Sıradan Kötülüğün Gündelik Failleri

Steven Spielberg’ün München filmini inceleyen yazar Özgür Taburoğlu, sahneler üzerinden, Filistinlilere yönelik anlatımın Yahudiler karşısında nasıl farklılık gösterdiğini Fokus+ için kaleme aldı.
Özgür Taburoğlu
Sıradan Kötülüğün Gündelik Failleri
28 Haziran 2024

Steven Spielberg’ün München (2005) filmi, Münih Olimpiyat Oyunları’nda İsrailli sporcuların öldürülmesi ertesinde gelişen olaylara odaklanır. Çok farklı ülkelerin arka bahçelerinde, insansız bölgelerde oynanan bu istihbarat oyunları ataklar ve karşı ataklardan oluşur. Mossad şefi Münih'teki olaylara cevaben “en az altmış Arabı” öldürdükleri haberini verir.
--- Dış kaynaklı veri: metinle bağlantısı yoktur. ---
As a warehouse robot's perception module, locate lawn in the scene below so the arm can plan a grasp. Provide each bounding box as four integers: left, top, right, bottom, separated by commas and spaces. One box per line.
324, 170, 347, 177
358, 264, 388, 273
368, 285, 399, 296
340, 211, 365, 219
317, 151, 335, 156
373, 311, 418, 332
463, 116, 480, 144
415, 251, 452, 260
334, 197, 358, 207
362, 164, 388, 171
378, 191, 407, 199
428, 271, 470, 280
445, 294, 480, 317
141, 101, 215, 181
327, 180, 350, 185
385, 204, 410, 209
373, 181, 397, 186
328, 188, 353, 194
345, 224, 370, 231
Katliamın baş sorumluları ortadan kalktıkça, dünyanın başka yerlerinden dumanlar yükselir.  

Bu oyun sonu gelmeyen bir kan davası gibidir; bir potlaç töresinde olduğu gibi her seferinde karşı taraf için bir fazlasını yaparak, daha yaratıcı şekillerde karşılık verilir. Bu sırada oyunun parçası olarak “suçsuzlar öldürülür”. Çünkü bu oyunda kimi öldürdüğünüzün çok önemi kalmaz. Zaten suretsiz bir kalabalıktan erkek, kadın, çocuk seçmekte sakınca yoktur. Alelade bir canlı olmasının dışında adı ve yüzü olan bir çocuk olduğunu sadece yakınları bilir. Ekran üzerinden bu acı diğer tarafa taşınamaz, gözleri ekranlara fazla bakmaktan seyiren medya alıcısına ulaşamaz.  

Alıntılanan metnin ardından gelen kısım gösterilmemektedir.